Always like beating the Yankees. Five back of the Braves and on the verge of taking over 2nd from the Phillies. Good eyes at the plate were critical. Really thought that Alonso would K in that huge spot but he had a great at bat. And anyone who thinks the Mets should not sign Baez does not understand what an impact player looks like. Nice night at Citifield and Walker on the mound tomorrow.
A couple of years back, I liked Gary Sanchez as a good “buy-low” catcher. Then last year happened and I was concerned about his play, but mused some whether he would be worthwhile. When the Yankees signed him to a $6.3MM contract, I was surprised and didn’t think the Mets should pay that. After tonight, I wonder if anyone will sign him next year. It seems the Yankees are used to his screwups. I know he has a 1.2 bWAR, but that play tonight was inexcusable and lazy. Tag the player and stop being a moron. Wow. Wouldn’t touch him with a long stick.
Sorry 69, I don’t like Baez long term unless I just can’t get either Seagar or Correa. That being picked off shows his gambler side that looks great when it works, but looks bad when it doesn’t. If he was just careful enough to wait for the first move instead of running while the pitcher held the ball because he was so confident he could guess the timing, he would have had the third base. Instead, he cost his team a foolish out. Too, he’s a windmill and the Mets’ problem is too many of those; not enough guys that can put ash to rawhide when needing to.
I agree with Gus on Baez. He’s been red hot for the past week or so but before that he had t been very good as a Met. Lifetime he has a 104 OPS+ which makes him a little above average offensively. He’s a very good defensive player but I have a feeling he’s going to get a contract that we won’t want to live with. Also for every hot streak like he’s on now we are going to have to deal with many more stretches of him swinging at sliders a foot off the plate in big spots. Unless it’s a real team friendly contract, I’ll pass.
Gut Reaction: Megill pitched a very good game. It was nice to see a starting pitcher allowed to pitch seven innings.
Megill looks more and more legit… the silver lining to this season.
Nice having Baez, but not long term… probably seen his best days.
Nice to hear Keith say something valuable: “Lindor waits too long on ground balls”… totally totally true… and if he goes further out on relay in first inning, they get Gardner at third… maybe just lazy.

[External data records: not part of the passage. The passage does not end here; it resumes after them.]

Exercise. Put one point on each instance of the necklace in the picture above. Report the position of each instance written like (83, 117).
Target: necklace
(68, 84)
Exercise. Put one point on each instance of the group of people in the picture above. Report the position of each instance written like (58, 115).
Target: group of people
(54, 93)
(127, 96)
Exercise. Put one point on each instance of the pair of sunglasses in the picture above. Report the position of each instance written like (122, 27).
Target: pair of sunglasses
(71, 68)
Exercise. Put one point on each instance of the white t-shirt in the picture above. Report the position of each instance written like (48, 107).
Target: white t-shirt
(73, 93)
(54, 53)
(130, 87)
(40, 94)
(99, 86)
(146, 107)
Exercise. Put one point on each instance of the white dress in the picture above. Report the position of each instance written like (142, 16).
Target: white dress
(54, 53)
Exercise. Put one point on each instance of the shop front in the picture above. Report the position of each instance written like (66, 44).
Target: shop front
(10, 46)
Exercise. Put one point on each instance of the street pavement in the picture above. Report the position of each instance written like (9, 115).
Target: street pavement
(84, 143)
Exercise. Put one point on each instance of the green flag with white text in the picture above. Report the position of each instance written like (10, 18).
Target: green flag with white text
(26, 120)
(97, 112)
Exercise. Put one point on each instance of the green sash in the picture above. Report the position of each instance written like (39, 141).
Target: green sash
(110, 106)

One of the reasons he was safe t home, Villar made a great slide… hard to imagine too many other Mets not giving up and getting tagged… the guy’s a baseball player.
Funnest game of the year to watch.
To me, the highlight of the night was Jeff McNeil’s drag bunt past the pitcher!
Always fun beating Yanks. It’s tough watching the Met brand of baseball, but Yankee brand may actually be worse…the play by Sanchez on Villar may be the single worst technical play I have ever seen by a big leaguer in 50 years of watching. McNeil and the small ball was awesome, harkening back to long lost baseball. Megill is showing more and more that he belongs.
Baez is incredibly toolsy, by far the most athletically gifted player on the team. But, as mentioned, he is all or nothing and while the team needs his aggression and attitude, some of his decisions on the bases are Murphian. As is the case with Plaweckian, that is not complimentary. He could help going forward, but is price tag will likely exceed his value.